Mas, além disto, Martius levou adiante trabalhos de sistematização no campo da botânica, que lhe permitiram definir o que hoje chamamos de biomas, o seus “Reinos de Flora”, estabelecendo uma caraterização do espaço natural que até hoje conserva validade na descrição do território do Brasil.
E no campo dos estudos linguísticos e etnográficos, a classificação que Martius fez das etnias do Brasil trouxe contribuições que até os nossos dias são reconhecidas pelos especialistas.
O livro é ricamente ilustrado. Como chegaram a essas imagens? O próprio Martius desenhava?
Embora Spix e Martius tenham pedido com insistência um desenhista, nunca chegaram a contar como esse profissional na equipe.
De fato, toda a documentação visual foi feita pelos dois em rota, sendo que Martius é autor da maior parte dos desenhos. Isto foi possível porque os dois bávaros tiveram uma educação ilustrada, na qual a prática das artes ocupava um lugar relevante.

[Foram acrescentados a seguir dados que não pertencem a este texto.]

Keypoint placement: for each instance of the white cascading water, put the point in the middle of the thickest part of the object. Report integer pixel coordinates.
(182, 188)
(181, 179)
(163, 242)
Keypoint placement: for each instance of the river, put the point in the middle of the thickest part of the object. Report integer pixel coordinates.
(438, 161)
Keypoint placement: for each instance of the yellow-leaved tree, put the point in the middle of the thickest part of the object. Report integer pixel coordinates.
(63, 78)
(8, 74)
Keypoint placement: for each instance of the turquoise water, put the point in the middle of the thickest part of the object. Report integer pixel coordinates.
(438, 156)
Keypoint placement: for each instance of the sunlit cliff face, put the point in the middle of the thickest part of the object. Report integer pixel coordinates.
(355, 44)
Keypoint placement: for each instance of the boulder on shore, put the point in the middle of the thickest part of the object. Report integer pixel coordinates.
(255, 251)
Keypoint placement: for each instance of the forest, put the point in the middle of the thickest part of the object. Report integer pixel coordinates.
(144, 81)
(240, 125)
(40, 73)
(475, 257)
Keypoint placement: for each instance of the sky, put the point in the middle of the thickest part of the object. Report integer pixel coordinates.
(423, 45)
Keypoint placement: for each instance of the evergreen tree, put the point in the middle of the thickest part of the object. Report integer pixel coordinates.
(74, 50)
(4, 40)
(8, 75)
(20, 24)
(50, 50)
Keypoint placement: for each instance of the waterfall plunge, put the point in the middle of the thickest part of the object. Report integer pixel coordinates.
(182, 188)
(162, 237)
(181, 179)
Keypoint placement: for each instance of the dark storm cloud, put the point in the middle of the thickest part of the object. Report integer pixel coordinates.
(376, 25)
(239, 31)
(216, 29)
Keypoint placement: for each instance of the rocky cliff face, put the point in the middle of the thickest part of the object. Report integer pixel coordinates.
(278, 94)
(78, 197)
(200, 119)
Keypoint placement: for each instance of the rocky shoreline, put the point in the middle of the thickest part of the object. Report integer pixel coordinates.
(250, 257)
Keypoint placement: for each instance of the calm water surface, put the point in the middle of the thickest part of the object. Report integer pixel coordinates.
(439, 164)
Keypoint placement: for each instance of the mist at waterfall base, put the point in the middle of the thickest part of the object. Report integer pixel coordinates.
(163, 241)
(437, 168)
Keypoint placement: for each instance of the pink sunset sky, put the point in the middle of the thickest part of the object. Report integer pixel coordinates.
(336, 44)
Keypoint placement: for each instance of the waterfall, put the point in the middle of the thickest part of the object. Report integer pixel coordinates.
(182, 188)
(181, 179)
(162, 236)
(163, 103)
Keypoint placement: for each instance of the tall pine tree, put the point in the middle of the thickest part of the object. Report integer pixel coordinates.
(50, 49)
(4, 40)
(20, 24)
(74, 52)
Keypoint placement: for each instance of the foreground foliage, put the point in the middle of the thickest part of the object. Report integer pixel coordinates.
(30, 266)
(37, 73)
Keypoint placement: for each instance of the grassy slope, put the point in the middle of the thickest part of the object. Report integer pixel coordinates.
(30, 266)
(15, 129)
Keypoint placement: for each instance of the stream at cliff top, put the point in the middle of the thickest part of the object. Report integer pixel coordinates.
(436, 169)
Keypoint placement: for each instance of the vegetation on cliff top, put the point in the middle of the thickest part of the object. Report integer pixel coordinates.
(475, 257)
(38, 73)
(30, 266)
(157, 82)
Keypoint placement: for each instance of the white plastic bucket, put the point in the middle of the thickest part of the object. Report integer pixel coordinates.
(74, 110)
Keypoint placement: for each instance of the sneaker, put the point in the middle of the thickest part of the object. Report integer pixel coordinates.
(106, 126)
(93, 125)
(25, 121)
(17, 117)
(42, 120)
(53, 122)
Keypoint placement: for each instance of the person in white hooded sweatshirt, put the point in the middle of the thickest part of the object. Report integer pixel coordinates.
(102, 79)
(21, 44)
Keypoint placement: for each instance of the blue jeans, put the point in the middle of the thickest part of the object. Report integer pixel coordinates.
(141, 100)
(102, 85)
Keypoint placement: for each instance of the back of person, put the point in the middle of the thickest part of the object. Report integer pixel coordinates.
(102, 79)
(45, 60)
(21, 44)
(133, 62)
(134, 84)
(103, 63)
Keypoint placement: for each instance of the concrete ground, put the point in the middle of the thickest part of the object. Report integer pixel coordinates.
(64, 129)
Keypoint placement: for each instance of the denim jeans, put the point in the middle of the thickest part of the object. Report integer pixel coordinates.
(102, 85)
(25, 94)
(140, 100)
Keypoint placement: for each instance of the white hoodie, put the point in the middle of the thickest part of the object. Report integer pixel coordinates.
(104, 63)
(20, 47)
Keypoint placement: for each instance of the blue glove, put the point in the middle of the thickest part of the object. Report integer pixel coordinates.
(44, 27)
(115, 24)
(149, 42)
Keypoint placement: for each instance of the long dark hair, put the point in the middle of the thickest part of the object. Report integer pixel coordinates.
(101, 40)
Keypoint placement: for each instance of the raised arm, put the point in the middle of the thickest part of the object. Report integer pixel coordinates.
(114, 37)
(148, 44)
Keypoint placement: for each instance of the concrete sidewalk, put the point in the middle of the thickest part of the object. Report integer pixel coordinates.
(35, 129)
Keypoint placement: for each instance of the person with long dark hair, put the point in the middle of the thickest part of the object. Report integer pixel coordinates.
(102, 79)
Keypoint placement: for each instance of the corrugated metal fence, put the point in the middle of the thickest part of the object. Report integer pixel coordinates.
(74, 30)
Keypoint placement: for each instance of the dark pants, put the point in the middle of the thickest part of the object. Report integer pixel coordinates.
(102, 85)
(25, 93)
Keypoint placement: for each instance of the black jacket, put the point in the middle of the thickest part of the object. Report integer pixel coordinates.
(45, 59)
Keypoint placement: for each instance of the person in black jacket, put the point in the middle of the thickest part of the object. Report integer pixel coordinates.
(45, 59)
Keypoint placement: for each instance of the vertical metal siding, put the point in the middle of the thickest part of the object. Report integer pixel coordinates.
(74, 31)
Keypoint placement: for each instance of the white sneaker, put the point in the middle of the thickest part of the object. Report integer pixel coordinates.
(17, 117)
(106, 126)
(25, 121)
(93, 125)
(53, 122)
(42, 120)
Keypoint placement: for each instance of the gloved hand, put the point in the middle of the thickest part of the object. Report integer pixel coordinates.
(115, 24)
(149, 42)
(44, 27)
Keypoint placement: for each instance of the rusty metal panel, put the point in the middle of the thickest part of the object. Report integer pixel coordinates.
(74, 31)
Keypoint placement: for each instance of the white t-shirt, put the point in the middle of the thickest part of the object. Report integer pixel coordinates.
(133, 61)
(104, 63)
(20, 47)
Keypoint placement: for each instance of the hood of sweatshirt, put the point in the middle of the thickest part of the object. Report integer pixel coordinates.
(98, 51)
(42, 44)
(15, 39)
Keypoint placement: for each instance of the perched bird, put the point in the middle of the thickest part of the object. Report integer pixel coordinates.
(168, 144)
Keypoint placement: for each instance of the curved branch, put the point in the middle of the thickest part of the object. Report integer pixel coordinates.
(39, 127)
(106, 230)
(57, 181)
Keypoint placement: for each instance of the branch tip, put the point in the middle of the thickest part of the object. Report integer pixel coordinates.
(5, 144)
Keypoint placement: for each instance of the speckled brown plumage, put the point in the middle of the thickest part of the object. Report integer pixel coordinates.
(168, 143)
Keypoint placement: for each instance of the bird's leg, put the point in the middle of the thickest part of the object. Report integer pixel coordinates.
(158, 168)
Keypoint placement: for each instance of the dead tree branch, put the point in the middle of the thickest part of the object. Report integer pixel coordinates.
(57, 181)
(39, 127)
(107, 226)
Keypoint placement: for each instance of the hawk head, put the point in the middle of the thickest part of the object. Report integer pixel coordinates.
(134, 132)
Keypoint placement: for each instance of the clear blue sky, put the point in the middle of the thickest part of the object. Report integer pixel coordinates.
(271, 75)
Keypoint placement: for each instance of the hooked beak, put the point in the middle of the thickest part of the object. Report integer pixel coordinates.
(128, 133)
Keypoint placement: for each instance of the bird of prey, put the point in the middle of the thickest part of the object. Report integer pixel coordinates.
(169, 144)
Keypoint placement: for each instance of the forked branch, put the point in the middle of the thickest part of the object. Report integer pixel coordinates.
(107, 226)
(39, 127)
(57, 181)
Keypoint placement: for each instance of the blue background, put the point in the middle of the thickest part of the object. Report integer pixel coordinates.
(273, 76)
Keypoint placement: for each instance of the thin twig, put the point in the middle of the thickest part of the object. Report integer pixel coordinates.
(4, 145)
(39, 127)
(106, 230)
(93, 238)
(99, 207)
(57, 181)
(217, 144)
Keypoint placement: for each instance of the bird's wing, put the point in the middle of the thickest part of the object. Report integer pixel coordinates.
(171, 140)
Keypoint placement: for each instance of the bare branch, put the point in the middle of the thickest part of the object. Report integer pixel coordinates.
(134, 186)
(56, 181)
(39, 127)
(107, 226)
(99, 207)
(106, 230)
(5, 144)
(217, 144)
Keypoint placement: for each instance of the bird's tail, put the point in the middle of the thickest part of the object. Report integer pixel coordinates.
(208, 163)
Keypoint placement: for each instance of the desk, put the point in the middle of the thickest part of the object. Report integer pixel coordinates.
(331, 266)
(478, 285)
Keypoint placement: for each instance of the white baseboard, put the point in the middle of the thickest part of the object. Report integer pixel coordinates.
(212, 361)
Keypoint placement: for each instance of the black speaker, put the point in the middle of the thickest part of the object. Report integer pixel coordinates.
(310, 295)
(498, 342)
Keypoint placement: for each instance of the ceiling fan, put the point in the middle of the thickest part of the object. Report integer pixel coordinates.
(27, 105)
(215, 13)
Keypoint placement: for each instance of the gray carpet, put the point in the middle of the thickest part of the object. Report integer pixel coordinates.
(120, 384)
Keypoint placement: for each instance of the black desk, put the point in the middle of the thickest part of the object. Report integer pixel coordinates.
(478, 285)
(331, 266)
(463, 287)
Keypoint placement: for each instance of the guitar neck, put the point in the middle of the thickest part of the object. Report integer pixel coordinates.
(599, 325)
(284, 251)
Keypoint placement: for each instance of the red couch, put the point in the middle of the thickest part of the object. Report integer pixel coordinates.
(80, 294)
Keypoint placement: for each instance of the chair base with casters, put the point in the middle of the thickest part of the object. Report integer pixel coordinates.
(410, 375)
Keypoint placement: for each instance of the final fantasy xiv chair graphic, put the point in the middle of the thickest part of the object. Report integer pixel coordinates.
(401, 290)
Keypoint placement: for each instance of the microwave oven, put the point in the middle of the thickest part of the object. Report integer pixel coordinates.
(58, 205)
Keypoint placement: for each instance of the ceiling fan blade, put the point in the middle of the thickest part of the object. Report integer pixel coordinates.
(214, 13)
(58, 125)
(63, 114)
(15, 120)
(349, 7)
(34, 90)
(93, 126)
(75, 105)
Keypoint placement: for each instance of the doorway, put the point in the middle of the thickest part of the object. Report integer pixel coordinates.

Na pesquisa vocês se depararam com muitos materiais inéditos? Quais os principais acervos investigados?
Existem dois grandes conjuntos documentais para a expedição de Spix e Martius.
O mais rico é o da Biblioteca do Estado da Baviera, Munique, que possui o diário da viagem; os materiais preparatórios para as publicações da expedição, assim, por exemplo, esboços e primeiras formulações para os textos, diversas versões das ilustrações que fazem parte das obras; há também muita correspondência, sobretudo, de Martius, etc.
Esse material foi catalogado em 1992, de modo que o pesquisador conta com um bom auxílio para seu trabalho.
O segundo grande acervo é o da Academia das Ciências da Baviera. Aí está toda a documentação administrativa e científica relacionada com os preparativos da viagem, entre outras coisas, as instruções para a expedição; mas também há muita correspondência dos anos da própria viagem, documentos posteriores à viagem e projetos para as publicações, além de manuscritos de conferências sobre o Brasil, que Martius proferiu durante sua longa vida acadêmica.
Esses documentos não estão organizados e exige muito tempo trabalhar com esses materiais. No Brasil há pouca documentação sobre a expedição bávara, conservada principalmente no Instituto Histórico e Geográfico Brasileiro e no Museu Imperial de Petrópolis. Esses materiais estão muito bem organizados. Cabe mencionar, também, as coleções botânicas, zoológicas e etnográficas nos respectivos museus de Munique. A conservação desse material é muito boa.
Em 2018 assistimos uma das maiores tragédias da museologia brasileira: o incêndio do Museu Nacional.
Havia algo relativo a Martius no museu?
No Museu Nacional temos o meteorito Bendegó. Esse meteorito recebeu especial atenção de Spix e Martius já durante a viagem pelo sertão da Bahia, inclusive eles fizeram uma excursão ao local onde, então, Bendegó se encontrava.
Essa excursão está detalhadamente descrita nas páginas do Viagem pelo Brasil e no Atlas que acompanha essa narrativa há uma bela prancha com duas vistas do meteorito.
Quiçá o destaque dado por Spix e Martius a essa peça em suas publicações tenha influenciado na decisão de trazê-la para o Rio de Janeiro.
Acredita que depois do incêndio no Museu Nacional a relação dos brasileiros com suas riquezas históricas, culturais e naturais melhorará?
A questão essencial para a nossa relação com as riquezas históricas, culturais e naturais passa primordialmente por uma mudança na educação, desde a fundamental, básica, até a Universidade. Sem um conhecimento sedimentado e de caráter humanista é muito difícil que os jovens e o homem comum se sensibilizem com essas questões e as valorizem.
E sem conhecer a história não há expectativas de melhoras.
Desejamos que estudos como o que realizamos sobre Martius possam contribuir com grãozinho de areia nesse processo.